Ingredients
4 lb stewing chicken, cut up
3 cup hot water
1 small onion, peeled
3 each celery tops
1 each carrot, peeled
1 tbsp salt
1 bay leaf
3 each eggs, sliced hard boiled
6 oz mushrooms, sliced/drained cn
2 tbsp flour
1 cup chicken broth
1 cup light cream
1 tsp salt
1/8 tsp pepper
Directions
Simmer chicken in water with onion, celery tops, carrot, salt bay leaf
until fork tender, about 2 1/2 to 3 hours. Cut meat from bones and
strain broth. Chill meat and broth separately.
In greased 1 1/2 qt casserole arrange alternate layers of chicken,
eggs and mushrooms by thirds.
Mix flour and 1/4 cup broth until smooth. Heat remaining broth with
cream; stir in flour mixture and seasonings. Cook until thick and
smooth and pour into casserole.
Bake uncovered at 350 F. for 35 minutes.
Servings: 6 servings
Chicken Supper Dish Recipe brought to you by Recipe Ideas
Categories: Chicken; Poultry
The History of Recipes
It is actually possible to track the history of recipes far back into distant history, in fact as far back as the early Egyptians, and maybe even further. However, these, ancient recipes were just primitive hieroglyphic or cunieform recipes for preparing meals.

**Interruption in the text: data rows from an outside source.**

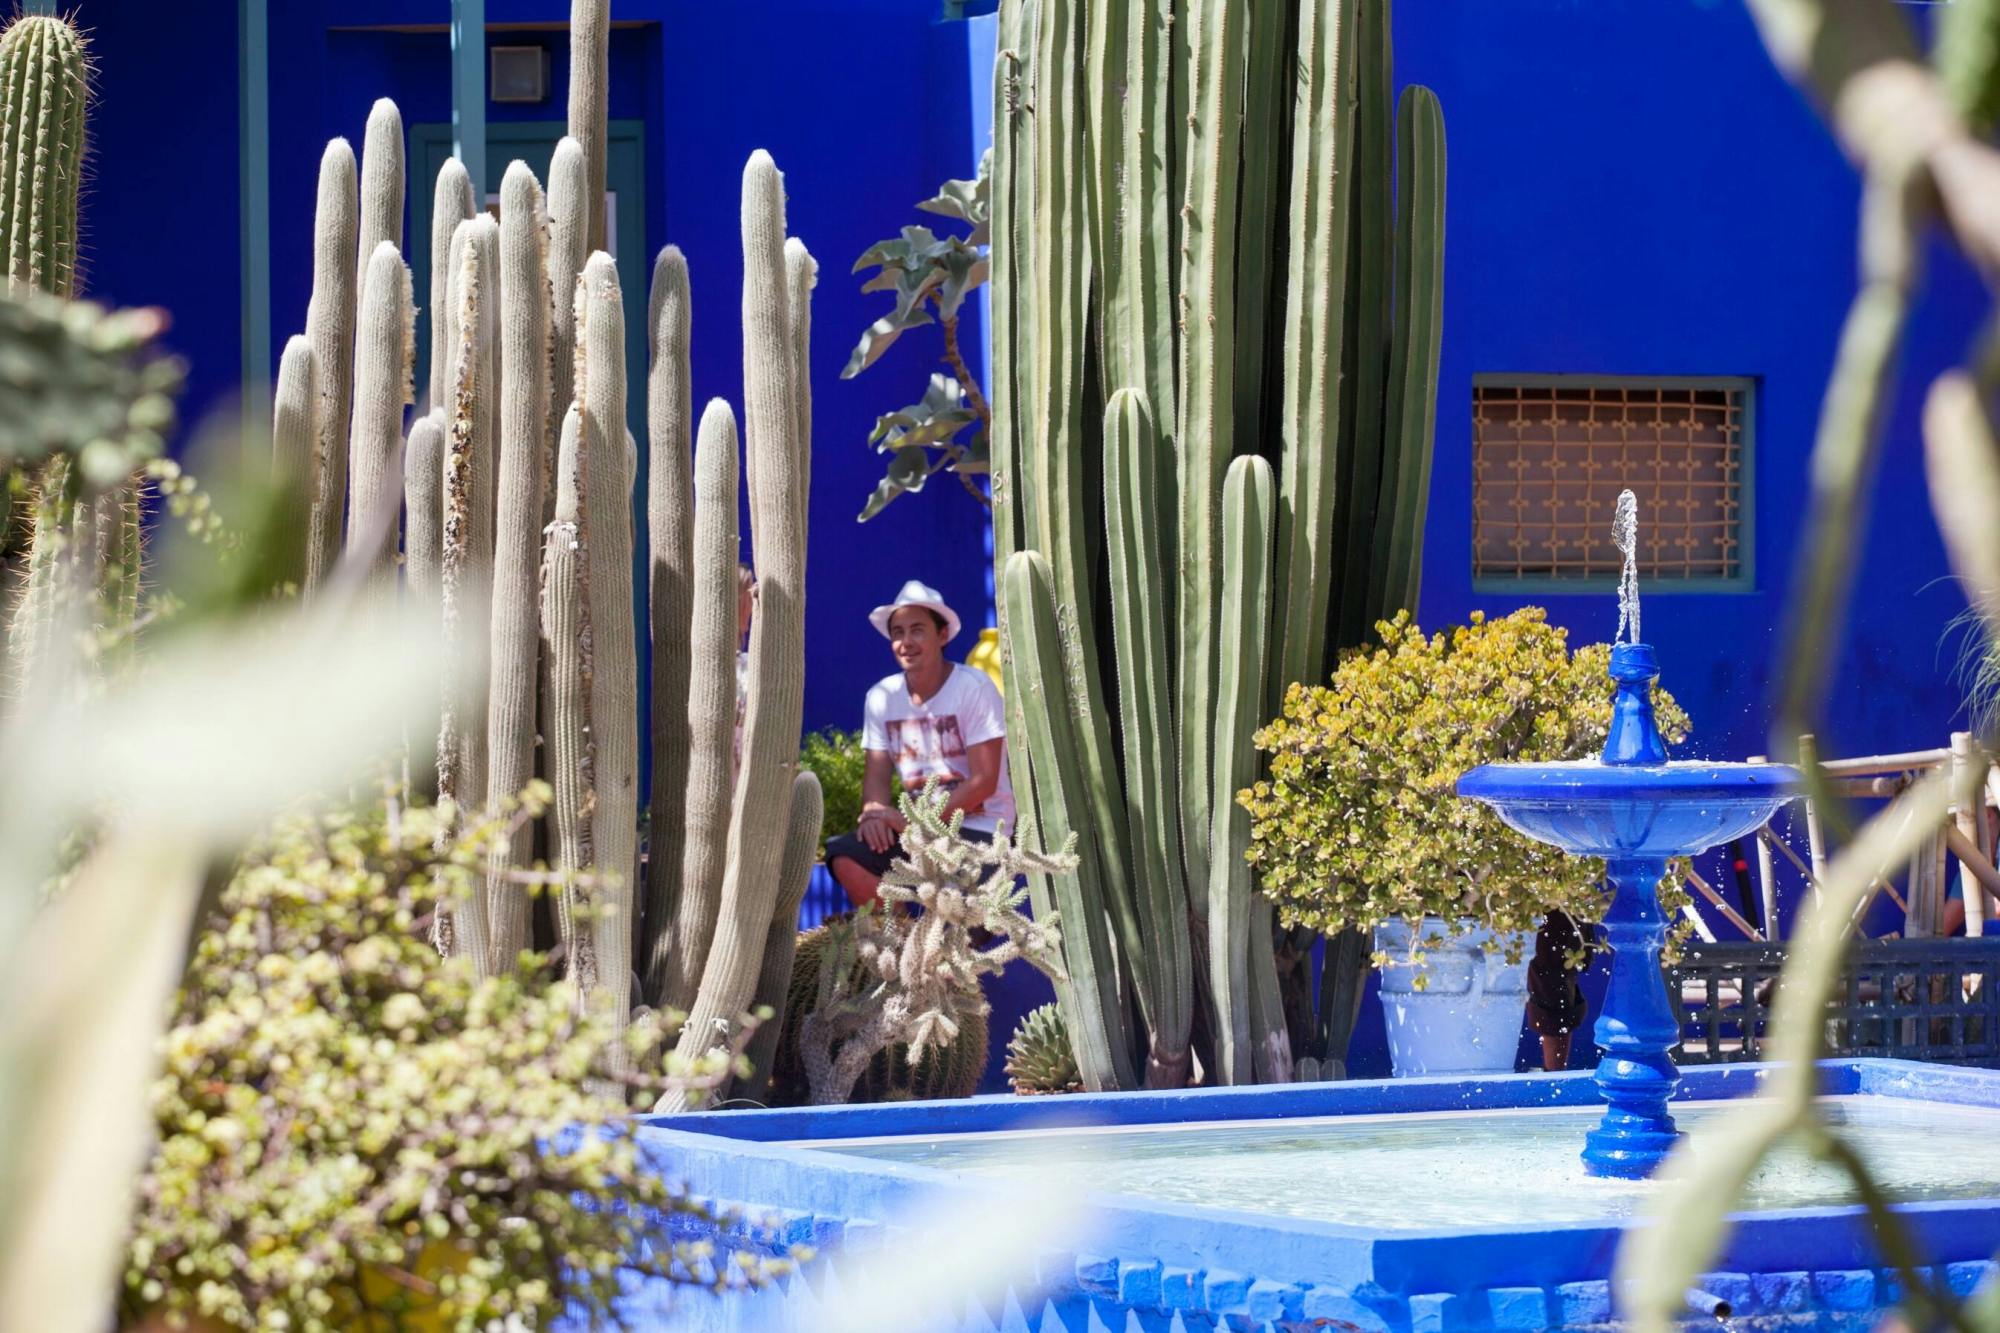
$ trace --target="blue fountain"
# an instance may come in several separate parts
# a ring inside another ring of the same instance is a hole
[[[1679,1138],[1667,1101],[1680,1083],[1668,1054],[1680,1037],[1660,950],[1667,916],[1656,891],[1667,862],[1761,828],[1796,791],[1797,770],[1782,764],[1673,763],[1653,718],[1659,661],[1637,642],[1635,502],[1619,497],[1621,639],[1611,649],[1611,730],[1601,760],[1483,764],[1458,780],[1458,794],[1491,806],[1508,827],[1573,856],[1604,859],[1611,906],[1604,933],[1611,985],[1594,1035],[1603,1050],[1597,1085],[1604,1119],[1586,1138],[1584,1169],[1596,1176],[1652,1174]]]

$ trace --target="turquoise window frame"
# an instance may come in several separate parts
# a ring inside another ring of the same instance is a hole
[[[1727,578],[1713,575],[1697,578],[1671,578],[1663,575],[1647,575],[1643,582],[1648,596],[1684,596],[1690,593],[1744,594],[1757,591],[1757,421],[1763,411],[1761,385],[1754,375],[1509,375],[1482,373],[1472,377],[1472,393],[1476,395],[1483,388],[1510,389],[1723,389],[1741,393],[1744,397],[1743,439],[1741,441],[1742,465],[1739,475],[1742,484],[1737,494],[1737,512],[1742,522],[1737,531],[1737,547],[1742,552],[1738,572]],[[1467,405],[1472,399],[1468,397]],[[1468,429],[1466,444],[1476,452],[1479,442]],[[1473,468],[1478,467],[1476,457],[1470,459]],[[1582,578],[1550,578],[1545,575],[1481,574],[1476,563],[1478,556],[1473,547],[1472,535],[1477,522],[1476,483],[1466,491],[1466,559],[1471,566],[1472,590],[1475,593],[1504,595],[1563,596],[1570,593],[1602,594],[1616,591],[1616,574],[1592,574]],[[1645,513],[1639,515],[1643,525]]]

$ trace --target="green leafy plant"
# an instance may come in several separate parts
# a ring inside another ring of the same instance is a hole
[[[661,1214],[715,1219],[648,1168],[629,1094],[698,1095],[740,1048],[617,1073],[614,1023],[539,957],[481,977],[422,938],[419,917],[473,892],[547,796],[441,851],[448,815],[377,803],[294,818],[244,860],[166,1037],[128,1304],[243,1328],[541,1327],[566,1302],[615,1321],[634,1272],[783,1271],[641,1244]],[[636,1055],[657,1029],[623,1041]]]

The truth of the matter is, the most ancient recipe discovered, according to Professor Solomon Katz, is a collection of stone tablets in ancient Sumerian which recount the baking of bread which is then used to make a drink, quite possibly a form of beer as it is recorded as having made anyone who tried it feel exhilarated. As we move into Roman times 25BC a roman called Apicius wrote a few documents showing how to cook the recipes cooked by the Romans. In his works, Apicius tells us how the meals of wealthy Romans were separated into starters, entrees and desserts, something that is very familiar to us today. He also tells us how the ancient Romans were skilled in the use of many different herbs and spices, including some familiar names such as bay, mint and asafoetida. Moving on, we find some interesting books dating from the 1300s ; a recipe book entitled `Forme of Cury`, and another entitled `Curye on Inglish`. Perhaps surprisingly, they have no connection with the spicy food that appears on menues today, but instead recipes for the types of meals on the menues of the rich and wealthy people of that period. Later, in the 15th century, people returning from the crusades brought back a variety of spices and herbs from the holy lands, including spices such as rosemary and coriander. The introduction of these new foods and spices was responsible for an outbreak in books on cooking, some of which are kept safe in private libraries. During the following few centuries, the powerful and wealthy strove to offer the most exotic banquets, and consequentially chefs and their recipe collections were highly sought after. Nevertheless, it was during the 1800s that fine cooking and recipe publications reached a high level of popularity. The Famous Mrs Isabella Beeton in the UK, and the equally well-known Fannie Farmer in the USA, spent years to assembling, verifying, and writing down the recipes that were being prepared for the better households. By the advent of the 1900s, cook books were greatly in demand mostly due to better eduction, increased leisure time and being a little richer. |
We hope you enjoy this Chicken Supper Dish recipe.